百千鳥

囀りや高度上げゆく信貴参道

ケーブルカー跡だから一直線である。

当然ながら傾斜はきつく、変化に乏しい道のうえ展望がきかないのでちっとも楽しくない。
その退屈を慰めてくれるのが鳥の声で、この時期は恋の季節だから当然賑やかかつ派手やかに鳴いてくれる。

七里御浜

囀りや沖の三里の黒き潮

囀りというと熊野の海を思い出す。

木本に始まる七里御浜だが、その北端を海に迫り出すように獅子岩、そして花の窟が突きでている。

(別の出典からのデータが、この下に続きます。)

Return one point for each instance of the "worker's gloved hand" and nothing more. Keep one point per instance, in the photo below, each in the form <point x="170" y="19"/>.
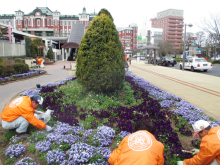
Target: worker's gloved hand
<point x="195" y="151"/>
<point x="38" y="112"/>
<point x="48" y="128"/>
<point x="179" y="162"/>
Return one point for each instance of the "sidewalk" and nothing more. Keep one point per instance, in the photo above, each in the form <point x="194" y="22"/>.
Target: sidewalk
<point x="55" y="72"/>
<point x="201" y="90"/>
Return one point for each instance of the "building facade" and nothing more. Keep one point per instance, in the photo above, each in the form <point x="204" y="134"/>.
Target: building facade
<point x="53" y="26"/>
<point x="169" y="21"/>
<point x="44" y="22"/>
<point x="129" y="37"/>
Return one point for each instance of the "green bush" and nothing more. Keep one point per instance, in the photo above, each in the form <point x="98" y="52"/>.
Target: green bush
<point x="19" y="60"/>
<point x="100" y="61"/>
<point x="20" y="67"/>
<point x="1" y="60"/>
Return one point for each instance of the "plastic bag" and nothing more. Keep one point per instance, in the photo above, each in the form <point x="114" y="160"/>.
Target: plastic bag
<point x="45" y="117"/>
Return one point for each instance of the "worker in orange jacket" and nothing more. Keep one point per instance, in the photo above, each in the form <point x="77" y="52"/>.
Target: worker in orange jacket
<point x="209" y="152"/>
<point x="139" y="148"/>
<point x="20" y="112"/>
<point x="39" y="61"/>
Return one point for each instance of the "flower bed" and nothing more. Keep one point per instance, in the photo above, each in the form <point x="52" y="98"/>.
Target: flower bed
<point x="80" y="136"/>
<point x="15" y="77"/>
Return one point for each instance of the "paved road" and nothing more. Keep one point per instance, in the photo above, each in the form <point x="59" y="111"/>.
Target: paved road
<point x="215" y="71"/>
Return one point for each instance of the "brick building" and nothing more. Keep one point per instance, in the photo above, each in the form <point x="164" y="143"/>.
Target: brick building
<point x="169" y="21"/>
<point x="128" y="36"/>
<point x="44" y="22"/>
<point x="54" y="26"/>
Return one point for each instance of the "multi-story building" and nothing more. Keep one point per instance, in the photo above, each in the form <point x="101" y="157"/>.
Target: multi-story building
<point x="128" y="36"/>
<point x="44" y="22"/>
<point x="169" y="21"/>
<point x="54" y="26"/>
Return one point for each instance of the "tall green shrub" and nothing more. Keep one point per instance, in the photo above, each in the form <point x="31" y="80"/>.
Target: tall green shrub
<point x="100" y="60"/>
<point x="28" y="46"/>
<point x="50" y="53"/>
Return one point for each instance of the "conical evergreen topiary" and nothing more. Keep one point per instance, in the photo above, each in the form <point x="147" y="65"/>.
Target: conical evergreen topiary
<point x="100" y="61"/>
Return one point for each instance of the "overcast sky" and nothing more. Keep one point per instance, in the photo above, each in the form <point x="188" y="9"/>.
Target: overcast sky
<point x="124" y="12"/>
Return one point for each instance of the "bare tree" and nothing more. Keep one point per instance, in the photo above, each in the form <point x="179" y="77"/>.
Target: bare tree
<point x="212" y="27"/>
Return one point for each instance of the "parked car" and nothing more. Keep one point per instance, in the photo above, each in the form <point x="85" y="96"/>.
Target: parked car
<point x="152" y="60"/>
<point x="166" y="61"/>
<point x="142" y="57"/>
<point x="196" y="64"/>
<point x="215" y="58"/>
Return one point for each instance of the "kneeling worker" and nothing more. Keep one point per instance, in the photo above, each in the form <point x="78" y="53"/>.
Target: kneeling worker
<point x="20" y="112"/>
<point x="209" y="152"/>
<point x="141" y="147"/>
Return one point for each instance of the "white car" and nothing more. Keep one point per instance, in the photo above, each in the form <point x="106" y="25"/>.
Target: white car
<point x="215" y="58"/>
<point x="196" y="64"/>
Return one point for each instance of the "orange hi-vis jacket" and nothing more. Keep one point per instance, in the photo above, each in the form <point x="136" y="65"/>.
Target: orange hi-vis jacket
<point x="139" y="148"/>
<point x="39" y="61"/>
<point x="209" y="149"/>
<point x="22" y="107"/>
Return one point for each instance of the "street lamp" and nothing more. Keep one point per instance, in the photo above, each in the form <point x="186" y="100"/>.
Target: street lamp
<point x="181" y="25"/>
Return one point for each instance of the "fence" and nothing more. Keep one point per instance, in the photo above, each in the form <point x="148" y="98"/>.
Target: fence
<point x="11" y="50"/>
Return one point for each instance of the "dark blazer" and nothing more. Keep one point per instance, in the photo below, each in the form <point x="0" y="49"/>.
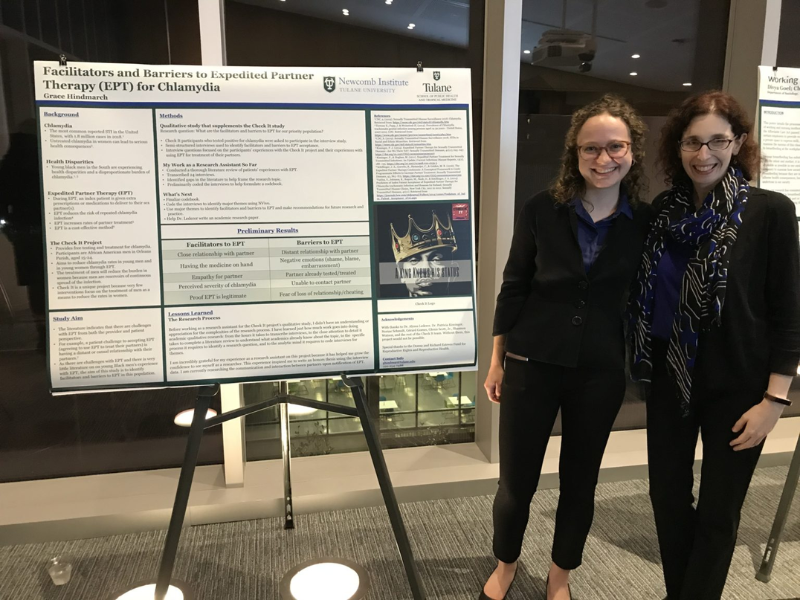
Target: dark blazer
<point x="760" y="329"/>
<point x="549" y="307"/>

いずれも大きな一枚岩だが、あたりは海桐(とべら)の木が生い茂っていかにも海岸地方らしい雰囲気を漂わしている。
この海桐などの灌木をつたって鳥たちが降りてきては、春を謳歌する声を聞かせてくれるのだ。

今頃はメジロがいいリズムでさえずっている頃だろう。

都会化した生き物

コンクリで固めた街に囀れり

テレビの取材が始まるようである。

テーマは都会化した翡翠の生態。
かつての川仲間たちが案内の先導を勤めるらしい。
婚活から抱卵、巣立ちまでの一部始終があのミクロな世界を映し出すカメラワークで明らかになるのだと思うとできあがりが楽しみだ。

春がいよいよ本格化してきた今が彼らの婚活真っ最中。
雌が雄のテリトリーに入ってきて餌をねだる。この求愛給餌が成立するとカップル誕生である。
早ければ4月末から5月初にかけて一番子(年に3回ほど産卵子育てする)の巣立ちが見られる。